NAB chief economist Alan Oster admits some mystification about such a large movement.
His team wondered if there were particularly hot concerts in the offing, if the nation’s art galleries all had blockbuster touring exhibitions, if it was the autumn of theatre’s content. The economists went looking, but couldn’t find specific triggers – we just want to go out.
And the second-biggest movement was in “accommodation and food services”, up a fat 10.5 per cent. The barista economy alive and thriving, dinner and show, spending money on an experience.
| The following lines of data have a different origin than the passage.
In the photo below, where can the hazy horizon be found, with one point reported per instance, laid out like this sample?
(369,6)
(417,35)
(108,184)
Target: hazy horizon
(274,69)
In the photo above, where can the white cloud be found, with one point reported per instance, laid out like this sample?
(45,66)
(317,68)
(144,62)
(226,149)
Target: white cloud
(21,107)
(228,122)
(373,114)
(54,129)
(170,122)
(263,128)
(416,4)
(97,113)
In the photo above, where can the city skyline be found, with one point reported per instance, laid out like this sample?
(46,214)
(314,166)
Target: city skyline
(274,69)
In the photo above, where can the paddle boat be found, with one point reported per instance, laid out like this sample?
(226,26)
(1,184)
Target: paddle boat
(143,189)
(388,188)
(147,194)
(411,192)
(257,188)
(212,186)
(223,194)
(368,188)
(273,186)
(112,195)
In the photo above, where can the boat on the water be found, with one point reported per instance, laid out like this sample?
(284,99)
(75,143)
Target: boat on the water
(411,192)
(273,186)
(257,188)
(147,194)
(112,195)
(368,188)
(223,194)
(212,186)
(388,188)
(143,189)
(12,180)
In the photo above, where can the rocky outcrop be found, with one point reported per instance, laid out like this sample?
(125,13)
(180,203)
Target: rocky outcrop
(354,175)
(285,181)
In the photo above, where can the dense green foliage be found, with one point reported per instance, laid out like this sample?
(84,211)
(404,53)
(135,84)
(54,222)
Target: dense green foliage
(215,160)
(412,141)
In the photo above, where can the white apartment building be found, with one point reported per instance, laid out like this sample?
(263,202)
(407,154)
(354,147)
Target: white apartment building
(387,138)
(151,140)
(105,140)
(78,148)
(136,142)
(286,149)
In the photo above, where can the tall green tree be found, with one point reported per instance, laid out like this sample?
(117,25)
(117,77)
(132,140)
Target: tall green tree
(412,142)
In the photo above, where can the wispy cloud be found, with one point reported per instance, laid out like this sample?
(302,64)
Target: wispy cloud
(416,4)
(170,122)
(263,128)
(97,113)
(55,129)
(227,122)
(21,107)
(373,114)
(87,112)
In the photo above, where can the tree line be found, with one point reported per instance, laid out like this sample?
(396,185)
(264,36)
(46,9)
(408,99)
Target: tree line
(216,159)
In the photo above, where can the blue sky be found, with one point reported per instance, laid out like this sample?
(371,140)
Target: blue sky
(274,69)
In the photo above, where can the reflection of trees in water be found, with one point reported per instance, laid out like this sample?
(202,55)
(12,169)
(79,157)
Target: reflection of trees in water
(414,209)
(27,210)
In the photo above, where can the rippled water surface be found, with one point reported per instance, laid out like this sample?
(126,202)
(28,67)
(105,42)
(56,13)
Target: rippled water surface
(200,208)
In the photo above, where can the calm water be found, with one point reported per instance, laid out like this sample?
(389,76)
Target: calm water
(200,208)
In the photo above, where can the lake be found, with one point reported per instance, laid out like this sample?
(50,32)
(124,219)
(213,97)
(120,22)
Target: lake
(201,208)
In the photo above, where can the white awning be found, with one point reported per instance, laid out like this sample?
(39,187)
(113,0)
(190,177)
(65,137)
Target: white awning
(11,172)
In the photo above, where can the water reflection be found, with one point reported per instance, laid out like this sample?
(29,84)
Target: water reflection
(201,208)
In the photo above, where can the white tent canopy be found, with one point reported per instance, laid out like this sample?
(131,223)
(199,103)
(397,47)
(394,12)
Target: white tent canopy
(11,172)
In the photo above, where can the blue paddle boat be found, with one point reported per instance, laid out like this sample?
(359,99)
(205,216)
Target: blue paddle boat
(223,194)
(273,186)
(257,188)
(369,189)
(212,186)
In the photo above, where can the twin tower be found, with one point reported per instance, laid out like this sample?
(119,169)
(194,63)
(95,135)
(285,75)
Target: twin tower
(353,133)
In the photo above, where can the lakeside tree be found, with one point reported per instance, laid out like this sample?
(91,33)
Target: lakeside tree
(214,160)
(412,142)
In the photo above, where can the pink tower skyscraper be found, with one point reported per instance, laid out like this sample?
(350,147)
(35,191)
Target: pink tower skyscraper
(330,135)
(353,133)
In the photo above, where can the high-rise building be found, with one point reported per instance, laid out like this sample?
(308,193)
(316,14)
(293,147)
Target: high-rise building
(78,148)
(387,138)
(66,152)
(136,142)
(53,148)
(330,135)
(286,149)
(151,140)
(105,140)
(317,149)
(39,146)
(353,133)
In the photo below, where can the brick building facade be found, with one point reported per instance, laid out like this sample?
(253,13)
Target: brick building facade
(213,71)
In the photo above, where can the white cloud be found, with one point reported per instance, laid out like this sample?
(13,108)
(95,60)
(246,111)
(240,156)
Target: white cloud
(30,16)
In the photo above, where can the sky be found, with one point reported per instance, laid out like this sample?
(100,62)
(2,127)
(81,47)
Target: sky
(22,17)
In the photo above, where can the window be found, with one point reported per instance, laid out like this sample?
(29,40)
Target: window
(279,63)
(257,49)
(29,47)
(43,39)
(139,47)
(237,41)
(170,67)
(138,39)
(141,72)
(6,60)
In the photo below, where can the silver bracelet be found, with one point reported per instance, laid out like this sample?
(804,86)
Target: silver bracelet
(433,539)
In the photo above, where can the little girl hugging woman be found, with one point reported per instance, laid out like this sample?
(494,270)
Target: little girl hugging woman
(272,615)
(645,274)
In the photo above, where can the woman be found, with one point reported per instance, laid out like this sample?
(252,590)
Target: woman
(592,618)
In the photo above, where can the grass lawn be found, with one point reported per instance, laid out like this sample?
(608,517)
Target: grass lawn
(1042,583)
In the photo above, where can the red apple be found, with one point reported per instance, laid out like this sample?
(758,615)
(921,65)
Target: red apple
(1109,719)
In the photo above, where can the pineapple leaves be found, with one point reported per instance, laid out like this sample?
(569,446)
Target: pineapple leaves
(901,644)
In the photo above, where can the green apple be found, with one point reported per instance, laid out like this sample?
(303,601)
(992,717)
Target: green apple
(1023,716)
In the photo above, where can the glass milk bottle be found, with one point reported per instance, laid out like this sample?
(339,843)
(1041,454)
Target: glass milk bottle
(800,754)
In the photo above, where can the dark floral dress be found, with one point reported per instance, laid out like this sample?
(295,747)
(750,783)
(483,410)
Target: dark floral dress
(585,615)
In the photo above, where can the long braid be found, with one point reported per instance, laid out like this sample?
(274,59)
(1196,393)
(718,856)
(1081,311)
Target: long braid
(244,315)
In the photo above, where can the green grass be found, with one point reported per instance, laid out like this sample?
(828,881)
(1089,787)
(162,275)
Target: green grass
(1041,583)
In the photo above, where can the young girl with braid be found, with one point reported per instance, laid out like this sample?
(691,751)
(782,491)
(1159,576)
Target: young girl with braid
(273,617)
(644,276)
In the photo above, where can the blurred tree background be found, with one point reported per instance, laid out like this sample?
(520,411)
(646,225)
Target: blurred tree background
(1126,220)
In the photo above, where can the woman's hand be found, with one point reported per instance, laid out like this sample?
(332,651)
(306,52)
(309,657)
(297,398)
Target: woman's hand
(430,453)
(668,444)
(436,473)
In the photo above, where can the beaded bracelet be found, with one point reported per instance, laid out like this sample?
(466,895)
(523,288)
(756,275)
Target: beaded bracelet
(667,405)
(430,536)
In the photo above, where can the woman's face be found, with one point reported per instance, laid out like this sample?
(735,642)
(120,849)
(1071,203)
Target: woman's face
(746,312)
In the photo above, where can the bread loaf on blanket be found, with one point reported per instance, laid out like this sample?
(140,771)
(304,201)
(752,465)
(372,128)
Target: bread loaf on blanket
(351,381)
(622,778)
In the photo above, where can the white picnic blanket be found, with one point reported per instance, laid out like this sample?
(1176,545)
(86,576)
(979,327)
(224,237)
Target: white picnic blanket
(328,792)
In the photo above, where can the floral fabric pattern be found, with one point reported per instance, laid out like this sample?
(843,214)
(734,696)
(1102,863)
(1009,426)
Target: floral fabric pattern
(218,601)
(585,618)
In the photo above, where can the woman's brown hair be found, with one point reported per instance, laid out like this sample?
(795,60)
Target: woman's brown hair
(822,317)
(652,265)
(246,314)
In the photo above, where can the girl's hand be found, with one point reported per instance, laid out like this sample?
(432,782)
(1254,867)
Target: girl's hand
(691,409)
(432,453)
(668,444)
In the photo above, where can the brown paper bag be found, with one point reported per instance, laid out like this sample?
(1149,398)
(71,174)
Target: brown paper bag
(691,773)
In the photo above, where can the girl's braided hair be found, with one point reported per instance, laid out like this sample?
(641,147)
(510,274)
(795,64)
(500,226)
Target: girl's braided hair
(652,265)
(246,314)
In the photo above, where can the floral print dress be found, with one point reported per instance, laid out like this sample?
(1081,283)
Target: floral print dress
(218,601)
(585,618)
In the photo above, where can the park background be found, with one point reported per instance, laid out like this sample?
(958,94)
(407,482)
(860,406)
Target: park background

Of 15 categories of consumer spending growth, the top seven all finish with the word “services” before getting to “retail trade” in eighth place. Total consumer spending, excluding taxes and debt servicing, grew 3.9 per cent – 18 per cent more than retail trade.
As NAB comes to terms with the possibilities of big data, analysing customer spending is proving a rich field capable of telling us much more about what we do and how we live through what and where we’re spending.
NAB has a considerable advantage over the ABS as Big Data analysis evolves. For a start, the banks capture what all their customers actually spend – some 4 million transactions a day via any electronic device – credit and debit cards, BPay, direct debit, whatever – as opposed to what a much smaller sample of people remember to tell the ABS. That spending can then be analysed down to individual postcodes.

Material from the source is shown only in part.